Bu arada Osmanlı hükümeti Mustafa Kemal Paşa'yı çok geniş yetkilerle donatarak Samsun'a gönderdi. Harbiye Nazırlığı'nın kendisine verdiği talimatın 1. maddesi "Bölgede iç asayişin iade ve devamı ve bu asayişsizliğin sebeplerinin tespiti" şeklinde yazılmıştı. Mustafa Kemal Paşa bölgeye geldikten 2 gün sonra 21 Mayıs'ta Sadrazamlığa gönderdiği şifreli telgrafta durumu şöyle açıklar:

"Pontusçu Rumların bölgedeki liderleri Samsun Metropoliti Termanos'tur.
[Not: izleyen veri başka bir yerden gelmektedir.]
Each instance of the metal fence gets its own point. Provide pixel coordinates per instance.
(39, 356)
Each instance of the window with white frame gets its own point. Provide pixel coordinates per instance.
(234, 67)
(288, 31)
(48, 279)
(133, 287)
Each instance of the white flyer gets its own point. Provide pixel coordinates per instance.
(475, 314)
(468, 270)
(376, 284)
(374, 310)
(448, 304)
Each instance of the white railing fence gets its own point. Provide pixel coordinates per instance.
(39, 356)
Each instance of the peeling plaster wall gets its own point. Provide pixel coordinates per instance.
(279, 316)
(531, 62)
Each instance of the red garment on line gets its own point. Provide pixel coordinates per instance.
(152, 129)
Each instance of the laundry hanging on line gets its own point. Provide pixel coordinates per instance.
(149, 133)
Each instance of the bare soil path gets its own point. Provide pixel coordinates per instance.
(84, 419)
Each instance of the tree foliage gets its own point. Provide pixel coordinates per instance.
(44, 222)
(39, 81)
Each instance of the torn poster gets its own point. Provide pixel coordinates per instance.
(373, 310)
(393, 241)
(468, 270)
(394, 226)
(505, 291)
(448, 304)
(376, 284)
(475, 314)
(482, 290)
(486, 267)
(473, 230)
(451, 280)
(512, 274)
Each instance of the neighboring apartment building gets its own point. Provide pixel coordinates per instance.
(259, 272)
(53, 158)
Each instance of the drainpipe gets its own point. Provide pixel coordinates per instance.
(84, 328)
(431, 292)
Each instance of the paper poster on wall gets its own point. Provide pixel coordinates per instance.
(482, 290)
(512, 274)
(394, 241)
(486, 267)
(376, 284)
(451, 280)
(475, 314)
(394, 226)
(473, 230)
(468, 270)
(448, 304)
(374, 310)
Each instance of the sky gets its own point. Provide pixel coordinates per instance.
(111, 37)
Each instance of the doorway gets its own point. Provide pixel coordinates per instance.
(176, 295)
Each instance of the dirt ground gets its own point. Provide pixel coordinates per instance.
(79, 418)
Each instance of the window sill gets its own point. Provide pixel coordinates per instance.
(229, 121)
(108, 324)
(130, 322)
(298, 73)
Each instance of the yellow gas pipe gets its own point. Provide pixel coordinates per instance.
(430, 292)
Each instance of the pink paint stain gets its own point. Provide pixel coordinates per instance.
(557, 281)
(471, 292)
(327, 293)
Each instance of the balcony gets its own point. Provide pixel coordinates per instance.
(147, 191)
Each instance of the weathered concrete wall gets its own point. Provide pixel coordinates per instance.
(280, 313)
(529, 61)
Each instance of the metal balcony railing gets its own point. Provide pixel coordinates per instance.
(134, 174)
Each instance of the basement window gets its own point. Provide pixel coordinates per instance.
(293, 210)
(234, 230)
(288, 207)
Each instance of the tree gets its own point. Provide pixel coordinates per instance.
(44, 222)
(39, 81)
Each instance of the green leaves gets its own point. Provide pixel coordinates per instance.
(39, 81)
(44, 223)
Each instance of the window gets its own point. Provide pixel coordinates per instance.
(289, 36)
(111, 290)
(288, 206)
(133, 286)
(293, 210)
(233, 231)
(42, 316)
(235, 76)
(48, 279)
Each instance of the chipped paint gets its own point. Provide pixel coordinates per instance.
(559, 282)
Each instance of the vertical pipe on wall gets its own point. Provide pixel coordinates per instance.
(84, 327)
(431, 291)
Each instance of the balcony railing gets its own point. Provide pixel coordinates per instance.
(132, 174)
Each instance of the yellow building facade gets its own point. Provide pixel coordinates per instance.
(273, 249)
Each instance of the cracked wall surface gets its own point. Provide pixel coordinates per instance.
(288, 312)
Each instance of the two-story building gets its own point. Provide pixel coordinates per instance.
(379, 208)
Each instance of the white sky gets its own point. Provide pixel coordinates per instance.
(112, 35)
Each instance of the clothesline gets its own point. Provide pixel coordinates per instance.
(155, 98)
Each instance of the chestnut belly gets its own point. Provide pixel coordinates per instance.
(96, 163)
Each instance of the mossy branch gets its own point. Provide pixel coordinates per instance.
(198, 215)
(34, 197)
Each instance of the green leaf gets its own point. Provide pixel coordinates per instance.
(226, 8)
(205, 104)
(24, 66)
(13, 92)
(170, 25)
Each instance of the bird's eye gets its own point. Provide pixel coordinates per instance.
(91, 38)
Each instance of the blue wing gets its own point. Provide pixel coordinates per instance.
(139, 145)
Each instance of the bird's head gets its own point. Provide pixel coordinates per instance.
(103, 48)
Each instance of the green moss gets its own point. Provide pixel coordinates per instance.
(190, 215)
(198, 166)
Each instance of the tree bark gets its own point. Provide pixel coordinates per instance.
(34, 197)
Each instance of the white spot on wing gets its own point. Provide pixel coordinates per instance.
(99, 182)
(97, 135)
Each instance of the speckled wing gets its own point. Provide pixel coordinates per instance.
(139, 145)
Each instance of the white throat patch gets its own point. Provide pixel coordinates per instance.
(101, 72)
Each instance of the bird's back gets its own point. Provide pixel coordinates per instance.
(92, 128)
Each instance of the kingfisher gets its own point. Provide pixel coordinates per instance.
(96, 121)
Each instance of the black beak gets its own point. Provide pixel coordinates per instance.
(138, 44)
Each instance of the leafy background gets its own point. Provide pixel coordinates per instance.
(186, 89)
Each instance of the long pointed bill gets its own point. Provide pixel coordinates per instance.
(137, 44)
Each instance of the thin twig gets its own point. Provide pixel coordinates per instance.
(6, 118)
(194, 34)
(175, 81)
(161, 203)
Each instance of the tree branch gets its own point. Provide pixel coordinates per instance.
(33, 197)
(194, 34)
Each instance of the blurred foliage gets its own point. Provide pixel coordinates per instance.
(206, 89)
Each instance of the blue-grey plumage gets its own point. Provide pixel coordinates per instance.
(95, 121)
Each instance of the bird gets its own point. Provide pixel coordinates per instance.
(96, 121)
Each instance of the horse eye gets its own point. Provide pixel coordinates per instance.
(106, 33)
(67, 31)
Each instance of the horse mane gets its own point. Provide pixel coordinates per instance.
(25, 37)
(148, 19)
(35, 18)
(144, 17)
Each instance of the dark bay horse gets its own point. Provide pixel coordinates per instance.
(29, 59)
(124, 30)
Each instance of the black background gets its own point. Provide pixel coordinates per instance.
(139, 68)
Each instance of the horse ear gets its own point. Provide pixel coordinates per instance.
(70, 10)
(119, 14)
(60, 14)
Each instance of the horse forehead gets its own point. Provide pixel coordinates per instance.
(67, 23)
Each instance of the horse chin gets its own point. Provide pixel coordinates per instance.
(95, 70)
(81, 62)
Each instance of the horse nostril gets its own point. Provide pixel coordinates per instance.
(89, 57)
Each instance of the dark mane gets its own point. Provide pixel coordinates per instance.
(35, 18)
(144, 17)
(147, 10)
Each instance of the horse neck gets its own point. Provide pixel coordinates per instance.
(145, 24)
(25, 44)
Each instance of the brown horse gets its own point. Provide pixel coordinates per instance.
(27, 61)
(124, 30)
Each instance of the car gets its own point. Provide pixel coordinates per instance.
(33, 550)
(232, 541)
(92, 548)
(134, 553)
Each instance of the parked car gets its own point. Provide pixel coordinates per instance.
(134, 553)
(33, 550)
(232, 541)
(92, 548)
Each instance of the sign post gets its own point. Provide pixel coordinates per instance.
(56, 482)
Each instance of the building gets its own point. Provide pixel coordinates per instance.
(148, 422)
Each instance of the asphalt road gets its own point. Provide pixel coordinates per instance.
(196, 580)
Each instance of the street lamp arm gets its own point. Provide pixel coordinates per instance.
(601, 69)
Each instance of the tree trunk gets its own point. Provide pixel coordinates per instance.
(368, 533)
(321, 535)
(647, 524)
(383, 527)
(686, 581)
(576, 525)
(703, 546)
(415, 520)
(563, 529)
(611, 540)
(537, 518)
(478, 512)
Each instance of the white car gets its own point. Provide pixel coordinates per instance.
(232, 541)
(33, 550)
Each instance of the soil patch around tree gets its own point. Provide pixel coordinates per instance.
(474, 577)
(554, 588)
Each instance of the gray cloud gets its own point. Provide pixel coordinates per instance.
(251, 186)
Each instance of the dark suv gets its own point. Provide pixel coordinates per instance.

Bölgedeki Rum nüfusunun artırılması için Rusya'dan göçmen getirilmekte ve deniz yoluyla getirilen çeteler kıyılardan içeri sokulmaktadır. Bölgede 40 kadar Rum çetesi vardır. Türkler de bunların saldırılarından korunmak maksadıyla 13 direniş grubu teşkil ettirmişlerdir. Bölgedeki asayiş kuvvetleri yetersiz kalmaktadır."

 Mustafa Kemal Paşa, Türk çetelerinin en kalabalık ve kuvvetlisinin reisi olan, Giresun'da faaliyet gösteren Topal Osman isimli Osman Ağa'ya her türlü desteği vererek, Rum ve Ermeni çetelerini bitirme mücadelesine girmişti. Osman Ağa, Rum çetelerini kısa süre sonra bitme noktasına getirmiş, elinden kurtulanlar da Lozan'da imzalanan mübadele anlaşması uyarınca Yunanistan'a gitmişlerdi.